In 2012, Light Industry cofounders Thomas Beard and Ed Halter, working with Elisabeth Sussman and Sondra Gilman, cocurated the Whitney Biennial film and video program, which included work by Price—who, by the way, always kept his real name and age to himself. In her overview of the event for the New York Times, Roberta Smith wrote that Price had also contributed “some of the show’s best pictorial art: projections of his lavishly scarified slides, pieced together from found film, filigreed with mold, textured with dust. In these entrancingly delicate, implicitly violent works, life, chance, obsessive art making, and an intense artistic psyche descended from Pollock, Rauschenberg, and Jack Smith—if not Hercules Segers—flashes before your eyes.”

On Twitter yesterday, Beard recalled that the late artist Carolee Schneemann had once told him that watching Price’s Warm Broth (1988) was “an indelible experience. That really is the apposite word when describing Luther’s movies—indelible. They stay with you, like a childhood memory, or a scar.” Warm Broth, made when Price was going by the name Tom Rhoads, is directly informed by Price’s own childhood memories. He appears dressed as his mother as she goes shopping, hangs laundry, and so on. “There’s a moment in the film when sound and image sync exquisitely,” wrote Tanner Tafelski for Hyperallergic in 2015. “During a rigid and recurring shot of the mother from the chest down, we see her hands peeling potatoes (shades of Jeanne Dielman) at a counter.” At one point, “her hand swiftly goes to her wrist.

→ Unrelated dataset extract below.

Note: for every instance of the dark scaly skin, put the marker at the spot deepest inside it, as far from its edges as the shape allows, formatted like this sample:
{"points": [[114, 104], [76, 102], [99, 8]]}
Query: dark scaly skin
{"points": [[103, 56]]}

It’s gasp-inducing, even though she doesn’t cut but merely scratches herself. In the next shot, a fudge bar melts, or associatively bleeds, and a pool of chocolate forms around a wooden stick. Through editing and montage, Rhoads reveals the violence inherent in such charged images.”

Tom Rhoads became Luther Price with Sodom (1989–1994), which in the program notes for a 2013 retrospective at the International Short Film Festival Oberhausen, Halter called “a vision of hell crafted from old gay porn, cheap color films faded into a sickly shitlike yellow-green-brown, with faces of men jittering inside hole-punched haloes, evoking at once ecstasy and torment.” Halter adds that the late filmmaker Michael Wallin, writing in the San Francisco Cinematheque’s journal Cinematograph, “defended Sodom as a work of formidable emotion and deep ambiguity, comparable to Kenneth Anger’s Fireworks or Jean Genet’s Un Chant d’amour, an ‘exploration . . . of the complex, contradictory nature of sexuality itself. Power, control, brutality—all are there, companions to lust and pleasure.’”

Writing for the Dissolve in 2013, Michael Sicinski proposed that Price had “refined his method” in the series of films made after the turn of the millennium. “There’s more unapologetic beauty,” Sicinski found. “His delicate organization of repeated images within staggered frames recalls the stylized queer decadence of Gilbert & George, but without the crutch of graphic design and self-branding. The films, meanwhile, have attained a staccato musicality in their disruption and repetition.” Bright Lights Film Journal editor Gary Morris wrote in 2000 about admiring Price’s “refusal to let the work alone after it’s made,” adding that “his insistence on the ‘aliveness’ of the film-object” is “one of the most exhilarating aspects of his work.” And Tafelski noted that when Halter brought a program of these films to London in 2012, he declared: “Luther Price is Brakhage after Punk.”